SinoSynth: A Physics-based Domain Randomization Approach for Generalizable CBCT Image Enhancement
This addresses the challenge of improving CBCT image quality for medical diagnosis and treatment by providing a scalable method to enhance model robustness across diverse imaging protocols.
The paper tackled the problem of limited generalizability in CBCT image enhancement due to insufficient training data by proposing SinoSynth, a physics-based domain randomization approach that generates synthetic CBCT images, resulting in generative networks trained on this data outperforming those trained on actual data on multi-institutional datasets.

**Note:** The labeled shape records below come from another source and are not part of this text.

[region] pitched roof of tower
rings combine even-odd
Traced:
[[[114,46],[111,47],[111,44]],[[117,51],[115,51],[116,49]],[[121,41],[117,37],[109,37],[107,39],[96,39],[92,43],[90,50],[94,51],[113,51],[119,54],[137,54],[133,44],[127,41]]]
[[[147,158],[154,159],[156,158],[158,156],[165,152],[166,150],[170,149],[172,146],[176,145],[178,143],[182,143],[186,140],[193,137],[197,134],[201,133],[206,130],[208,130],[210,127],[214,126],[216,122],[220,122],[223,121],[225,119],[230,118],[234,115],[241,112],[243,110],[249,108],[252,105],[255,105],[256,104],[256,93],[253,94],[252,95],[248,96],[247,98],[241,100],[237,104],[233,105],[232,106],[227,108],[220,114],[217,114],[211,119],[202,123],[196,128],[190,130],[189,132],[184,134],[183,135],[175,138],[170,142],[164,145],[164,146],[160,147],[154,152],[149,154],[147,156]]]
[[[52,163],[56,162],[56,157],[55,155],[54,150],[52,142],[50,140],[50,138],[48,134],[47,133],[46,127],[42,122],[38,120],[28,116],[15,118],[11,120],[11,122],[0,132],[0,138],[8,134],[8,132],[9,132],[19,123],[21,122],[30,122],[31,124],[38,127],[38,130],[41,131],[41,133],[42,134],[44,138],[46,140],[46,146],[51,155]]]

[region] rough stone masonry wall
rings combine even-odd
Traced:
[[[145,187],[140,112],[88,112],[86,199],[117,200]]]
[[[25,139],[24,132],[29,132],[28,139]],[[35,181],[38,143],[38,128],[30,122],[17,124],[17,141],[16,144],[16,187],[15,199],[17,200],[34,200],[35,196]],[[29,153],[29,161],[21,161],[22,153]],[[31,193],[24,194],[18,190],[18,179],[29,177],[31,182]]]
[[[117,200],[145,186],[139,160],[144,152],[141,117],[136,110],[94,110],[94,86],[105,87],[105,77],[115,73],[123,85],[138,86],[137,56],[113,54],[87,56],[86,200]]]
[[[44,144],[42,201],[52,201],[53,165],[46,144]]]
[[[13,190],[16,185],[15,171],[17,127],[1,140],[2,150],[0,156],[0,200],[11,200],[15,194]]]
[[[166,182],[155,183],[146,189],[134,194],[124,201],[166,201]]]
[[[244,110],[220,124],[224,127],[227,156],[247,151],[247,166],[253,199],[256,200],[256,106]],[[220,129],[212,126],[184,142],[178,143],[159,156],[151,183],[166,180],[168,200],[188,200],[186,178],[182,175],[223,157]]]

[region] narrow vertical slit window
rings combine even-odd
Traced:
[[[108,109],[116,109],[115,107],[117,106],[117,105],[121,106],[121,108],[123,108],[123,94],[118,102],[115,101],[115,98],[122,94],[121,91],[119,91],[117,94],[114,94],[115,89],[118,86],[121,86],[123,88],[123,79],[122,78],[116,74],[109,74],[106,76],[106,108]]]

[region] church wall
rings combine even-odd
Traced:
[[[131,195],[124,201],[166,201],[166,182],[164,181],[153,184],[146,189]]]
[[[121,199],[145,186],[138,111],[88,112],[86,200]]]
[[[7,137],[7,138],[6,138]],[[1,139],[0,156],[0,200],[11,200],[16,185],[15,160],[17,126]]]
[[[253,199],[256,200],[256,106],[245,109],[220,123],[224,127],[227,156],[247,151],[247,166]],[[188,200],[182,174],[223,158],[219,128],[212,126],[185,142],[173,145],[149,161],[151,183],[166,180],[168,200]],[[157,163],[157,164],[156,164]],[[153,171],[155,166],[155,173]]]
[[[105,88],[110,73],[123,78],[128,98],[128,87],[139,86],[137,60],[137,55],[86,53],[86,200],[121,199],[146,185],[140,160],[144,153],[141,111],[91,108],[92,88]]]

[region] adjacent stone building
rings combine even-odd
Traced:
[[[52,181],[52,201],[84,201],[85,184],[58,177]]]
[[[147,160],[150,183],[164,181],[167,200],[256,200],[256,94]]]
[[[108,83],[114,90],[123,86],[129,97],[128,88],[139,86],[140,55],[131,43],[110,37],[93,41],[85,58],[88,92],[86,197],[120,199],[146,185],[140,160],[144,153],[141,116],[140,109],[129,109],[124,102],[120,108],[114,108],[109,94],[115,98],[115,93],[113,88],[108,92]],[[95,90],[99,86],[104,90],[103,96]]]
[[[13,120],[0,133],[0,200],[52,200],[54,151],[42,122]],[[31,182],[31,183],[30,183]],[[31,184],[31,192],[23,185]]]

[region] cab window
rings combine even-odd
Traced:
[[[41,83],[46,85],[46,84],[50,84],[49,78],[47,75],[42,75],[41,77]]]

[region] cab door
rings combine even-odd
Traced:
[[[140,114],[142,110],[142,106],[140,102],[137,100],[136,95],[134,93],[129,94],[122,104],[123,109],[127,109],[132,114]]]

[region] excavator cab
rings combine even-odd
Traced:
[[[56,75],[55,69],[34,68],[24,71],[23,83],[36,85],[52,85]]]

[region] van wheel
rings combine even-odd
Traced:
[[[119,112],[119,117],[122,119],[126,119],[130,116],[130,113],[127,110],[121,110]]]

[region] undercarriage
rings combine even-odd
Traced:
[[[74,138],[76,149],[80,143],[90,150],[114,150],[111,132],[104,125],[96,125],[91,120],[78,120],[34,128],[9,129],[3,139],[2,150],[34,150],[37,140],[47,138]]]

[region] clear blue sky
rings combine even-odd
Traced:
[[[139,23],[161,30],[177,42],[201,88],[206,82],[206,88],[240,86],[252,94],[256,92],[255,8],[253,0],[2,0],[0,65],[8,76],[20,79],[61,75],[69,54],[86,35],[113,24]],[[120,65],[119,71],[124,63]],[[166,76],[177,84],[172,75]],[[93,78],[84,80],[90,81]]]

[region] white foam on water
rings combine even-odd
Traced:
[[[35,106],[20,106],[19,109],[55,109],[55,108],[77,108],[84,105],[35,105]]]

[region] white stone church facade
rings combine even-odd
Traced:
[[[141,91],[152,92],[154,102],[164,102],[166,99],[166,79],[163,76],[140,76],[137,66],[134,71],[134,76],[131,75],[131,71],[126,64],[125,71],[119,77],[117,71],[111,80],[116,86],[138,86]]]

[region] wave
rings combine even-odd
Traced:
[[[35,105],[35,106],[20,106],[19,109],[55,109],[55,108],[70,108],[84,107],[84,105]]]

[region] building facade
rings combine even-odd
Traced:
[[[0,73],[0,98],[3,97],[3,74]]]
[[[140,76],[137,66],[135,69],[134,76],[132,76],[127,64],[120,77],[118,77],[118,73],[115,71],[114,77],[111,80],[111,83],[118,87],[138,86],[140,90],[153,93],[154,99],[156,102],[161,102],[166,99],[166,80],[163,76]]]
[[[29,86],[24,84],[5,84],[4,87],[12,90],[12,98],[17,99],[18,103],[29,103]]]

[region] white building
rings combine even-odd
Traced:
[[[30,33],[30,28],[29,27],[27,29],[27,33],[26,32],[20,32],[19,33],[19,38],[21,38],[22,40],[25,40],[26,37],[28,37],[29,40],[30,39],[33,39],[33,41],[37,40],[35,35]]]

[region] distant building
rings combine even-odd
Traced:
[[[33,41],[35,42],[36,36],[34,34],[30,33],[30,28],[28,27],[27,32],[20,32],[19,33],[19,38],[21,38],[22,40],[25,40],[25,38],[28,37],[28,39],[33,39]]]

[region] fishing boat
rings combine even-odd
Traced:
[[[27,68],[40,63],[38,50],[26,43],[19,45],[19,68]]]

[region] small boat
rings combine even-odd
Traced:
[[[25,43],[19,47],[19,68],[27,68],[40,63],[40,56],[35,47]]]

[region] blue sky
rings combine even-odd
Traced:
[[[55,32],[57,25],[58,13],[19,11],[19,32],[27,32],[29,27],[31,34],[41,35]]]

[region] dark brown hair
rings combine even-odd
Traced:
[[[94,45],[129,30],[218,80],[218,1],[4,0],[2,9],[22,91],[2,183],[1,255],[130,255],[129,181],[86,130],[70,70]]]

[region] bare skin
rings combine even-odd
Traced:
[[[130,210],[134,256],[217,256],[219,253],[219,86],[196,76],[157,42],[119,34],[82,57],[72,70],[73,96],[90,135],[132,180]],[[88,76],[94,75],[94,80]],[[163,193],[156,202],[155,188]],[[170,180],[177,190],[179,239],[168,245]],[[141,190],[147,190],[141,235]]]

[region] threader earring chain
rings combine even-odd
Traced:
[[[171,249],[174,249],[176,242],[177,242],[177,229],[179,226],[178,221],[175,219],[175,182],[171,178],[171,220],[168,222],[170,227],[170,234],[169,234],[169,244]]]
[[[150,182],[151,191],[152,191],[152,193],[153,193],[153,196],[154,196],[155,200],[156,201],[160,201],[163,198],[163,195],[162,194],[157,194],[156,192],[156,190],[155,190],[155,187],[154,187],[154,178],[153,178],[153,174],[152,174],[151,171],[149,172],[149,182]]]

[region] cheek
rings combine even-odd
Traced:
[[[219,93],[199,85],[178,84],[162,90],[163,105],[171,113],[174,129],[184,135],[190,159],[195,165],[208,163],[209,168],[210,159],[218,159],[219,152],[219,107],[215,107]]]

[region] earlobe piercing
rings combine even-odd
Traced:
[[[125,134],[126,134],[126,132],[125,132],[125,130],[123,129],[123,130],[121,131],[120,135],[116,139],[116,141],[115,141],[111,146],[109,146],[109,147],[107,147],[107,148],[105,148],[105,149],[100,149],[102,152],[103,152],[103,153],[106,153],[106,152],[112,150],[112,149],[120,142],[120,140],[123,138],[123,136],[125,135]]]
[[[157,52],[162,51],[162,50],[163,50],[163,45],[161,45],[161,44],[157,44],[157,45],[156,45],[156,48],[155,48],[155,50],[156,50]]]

Cone Beam Computed Tomography (CBCT) finds diverse applications in medicine. Ensuring high image quality in CBCT scans is essential for accurate diagnosis and treatment delivery. Yet, the susceptibility of CBCT images to noise and artifacts undermines both their usefulness and reliability. Existing methods typically address CBCT artifacts through image-to-image translation approaches. These methods, however, are limited by the artifact types present in the training data, which may not cover the complete spectrum of CBCT degradations stemming from variations in imaging protocols. Gathering additional data to encompass all possible scenarios can often pose a challenge. To address this, we present SinoSynth, a physics-based degradation model that simulates various CBCT-specific artifacts to generate a diverse set of synthetic CBCT images from high-quality CT images without requiring pre-aligned data. Through extensive experiments, we demonstrate that several different generative networks trained on our synthesized data achieve remarkable results on heterogeneous multi-institutional datasets, outperforming even the same networks trained on actual data. We further show that our degradation model conveniently provides an avenue to enforce anatomical constraints in conditional generative models, yielding high-quality and structure-preserving synthetic CT images.